Aug. 18, 2020
In early 2020, New America CA's research team conducted in-depth interviews with 35 Fresno County residents employed in regionally prevalent industries, whose lives could be upended by job change or loss, due to the changing nature of work or tech-related shifts. Most of those interviewed were already experiencing some level of economic precarity and the interviews spanned topics both personal and professional. The conversations underscored how critical workers' voices are to unlocking solutions for both the present and future of work. Below are some examples of what respondents shared on the topic of Health and Safety.
Gary has chronic pain from work-related injuries, but can't afford to get treatment or stop working
"I don't have health insurance. So it's just pushing through it. Sometimes, [my girlfriend's] family, they have like - what is it called? Like morphine pills or Norcos or something, I'll take like half of one and it will help me get through a shift."

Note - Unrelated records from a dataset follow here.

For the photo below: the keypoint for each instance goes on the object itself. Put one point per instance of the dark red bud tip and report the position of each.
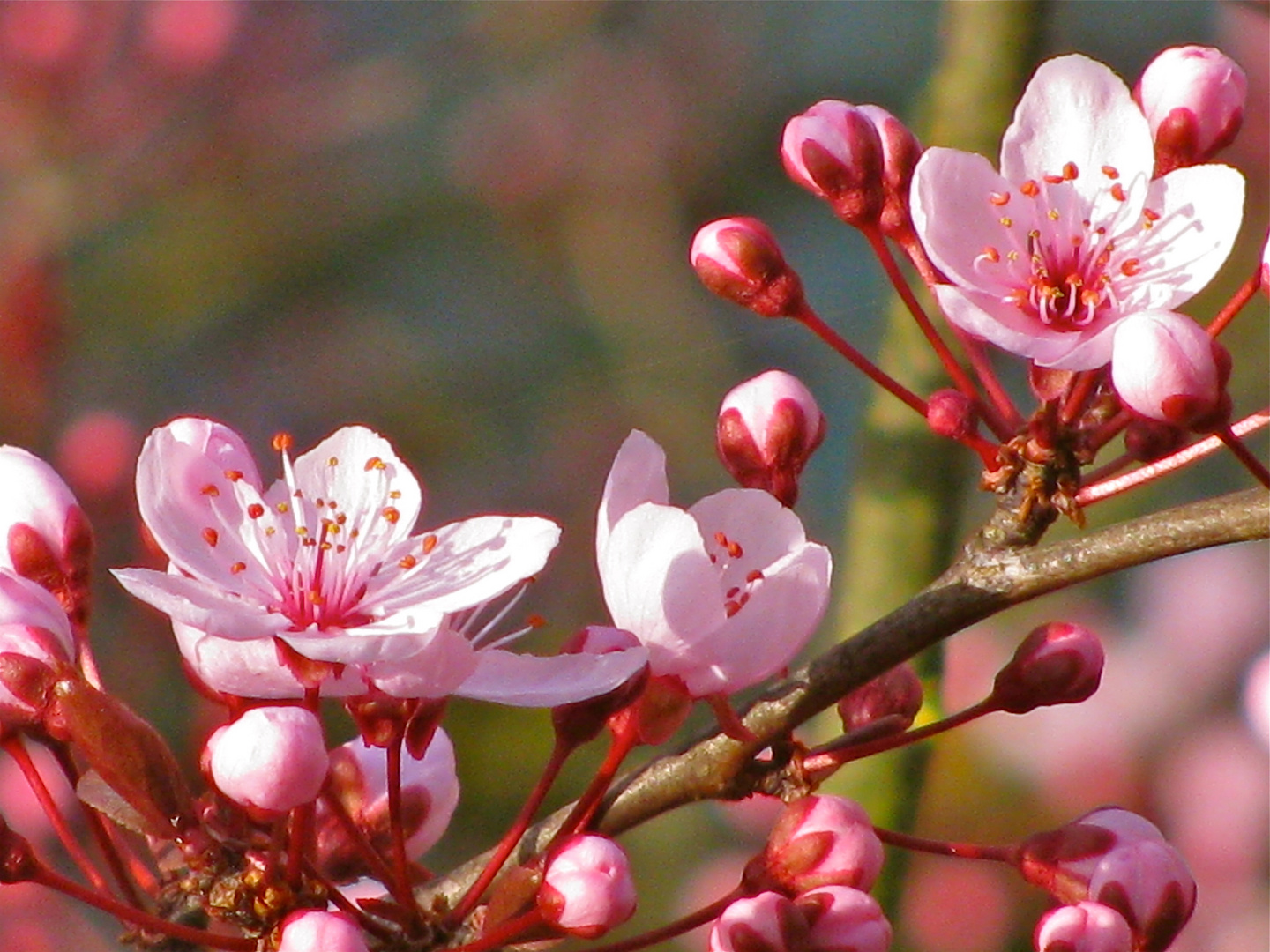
(1058, 663)
(952, 414)
(739, 260)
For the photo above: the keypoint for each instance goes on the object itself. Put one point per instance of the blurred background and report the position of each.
(467, 227)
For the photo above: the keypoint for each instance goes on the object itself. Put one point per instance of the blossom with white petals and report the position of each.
(326, 562)
(1045, 258)
(723, 594)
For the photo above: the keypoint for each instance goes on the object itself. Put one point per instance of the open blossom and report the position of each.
(721, 594)
(326, 562)
(1048, 256)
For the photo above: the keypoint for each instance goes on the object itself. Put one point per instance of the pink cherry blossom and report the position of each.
(1048, 256)
(326, 562)
(723, 594)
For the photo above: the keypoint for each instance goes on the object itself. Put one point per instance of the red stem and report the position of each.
(1236, 303)
(559, 755)
(963, 851)
(1106, 489)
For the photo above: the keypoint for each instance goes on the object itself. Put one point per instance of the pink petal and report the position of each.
(531, 681)
(638, 475)
(1076, 109)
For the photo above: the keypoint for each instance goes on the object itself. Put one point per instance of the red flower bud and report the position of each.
(767, 429)
(1058, 663)
(739, 260)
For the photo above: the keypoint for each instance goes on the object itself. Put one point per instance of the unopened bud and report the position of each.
(900, 153)
(952, 414)
(1085, 926)
(1163, 367)
(764, 923)
(1120, 859)
(822, 841)
(43, 532)
(271, 759)
(895, 693)
(587, 888)
(767, 429)
(318, 931)
(1058, 663)
(843, 918)
(833, 150)
(1192, 98)
(739, 260)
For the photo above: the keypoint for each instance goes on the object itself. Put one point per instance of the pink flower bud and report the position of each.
(822, 841)
(587, 888)
(1085, 926)
(843, 918)
(767, 429)
(270, 759)
(43, 533)
(764, 923)
(1163, 367)
(317, 931)
(358, 778)
(952, 414)
(1192, 98)
(1058, 663)
(739, 260)
(900, 153)
(1117, 859)
(833, 150)
(895, 693)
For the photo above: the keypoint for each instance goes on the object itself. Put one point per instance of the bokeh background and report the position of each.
(465, 225)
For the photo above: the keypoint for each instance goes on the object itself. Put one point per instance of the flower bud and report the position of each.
(822, 841)
(764, 923)
(739, 260)
(43, 533)
(270, 759)
(833, 150)
(358, 778)
(587, 888)
(900, 153)
(1163, 367)
(843, 918)
(950, 413)
(318, 931)
(1117, 859)
(895, 693)
(1192, 98)
(1058, 663)
(767, 429)
(1085, 926)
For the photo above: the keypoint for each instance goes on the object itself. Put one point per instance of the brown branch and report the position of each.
(984, 580)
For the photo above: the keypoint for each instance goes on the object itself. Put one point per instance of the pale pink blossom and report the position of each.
(271, 758)
(723, 594)
(843, 919)
(326, 560)
(1192, 98)
(767, 429)
(317, 931)
(1085, 926)
(587, 888)
(823, 841)
(1048, 256)
(1163, 367)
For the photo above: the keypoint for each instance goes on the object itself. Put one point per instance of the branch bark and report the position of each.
(982, 582)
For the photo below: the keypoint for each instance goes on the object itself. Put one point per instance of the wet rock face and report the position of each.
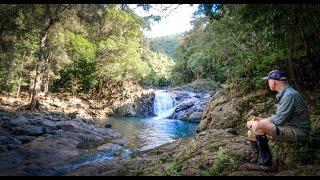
(224, 111)
(33, 143)
(141, 105)
(190, 106)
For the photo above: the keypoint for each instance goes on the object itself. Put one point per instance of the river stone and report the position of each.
(9, 140)
(29, 130)
(107, 125)
(18, 121)
(195, 117)
(184, 105)
(12, 146)
(5, 117)
(109, 147)
(121, 142)
(3, 149)
(25, 139)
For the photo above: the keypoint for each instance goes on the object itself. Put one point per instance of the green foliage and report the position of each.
(221, 162)
(165, 45)
(239, 44)
(77, 77)
(173, 168)
(161, 67)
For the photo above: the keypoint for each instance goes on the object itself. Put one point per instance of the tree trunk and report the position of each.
(292, 76)
(39, 72)
(305, 45)
(317, 29)
(18, 90)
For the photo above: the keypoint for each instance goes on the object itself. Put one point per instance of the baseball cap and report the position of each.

For Joseph, health and safety concerns at work extend beyond hard labor and into sexual violence
“To move up within the company…what I’ve seen and I saw, you either have to—I'm using this for a lack of a better word—but you really have to be sucking something or dating somebody or flirting with somebody or finessing somebody in order to move up, and I am not going to do that. If my hard work is not going to prove to you that I could do this and keep doing it, then I don't want to be here, and I'm not going to do that.”
Conflict with his wife led to Peter losing a job he enjoyed
“Me and my wife got into a huge, huge fight and I ended up punching a wall and…the neighbors heard that hit and they thought that was me laying my hands on my wife…and they called the police and it was just a huge mess. They held me for a few days and my manager didn't know what was going on. No one was able to call him and tell him. So as soon as I got out, I went straight to thehospital [Peter's former workplace]. I called my manager and stuff, but it was already too late. I was gone from work for like three days, so he had to do what he had to do.”
Fresno's air quality is negatively impacting the health of Caroline's kids
"All three of my children have asthma. We get bad air quality days, it can be days that we try not to leave outside. There's days when my son misses school because of the air quality...There's days when we already have bad air quality days and then we get the burning of the trash and the recyclables or what have you, and it just sets a fog over Fresno, and the air is rancid, it's dense, it's bad. The air quality here is just bad, and it's bad for my kids. My son gets headaches. I've been told by my doctor I live in the worst area for my kids to have asthma. There's a possibility if we left the area, my kids wouldn't even have asthma.”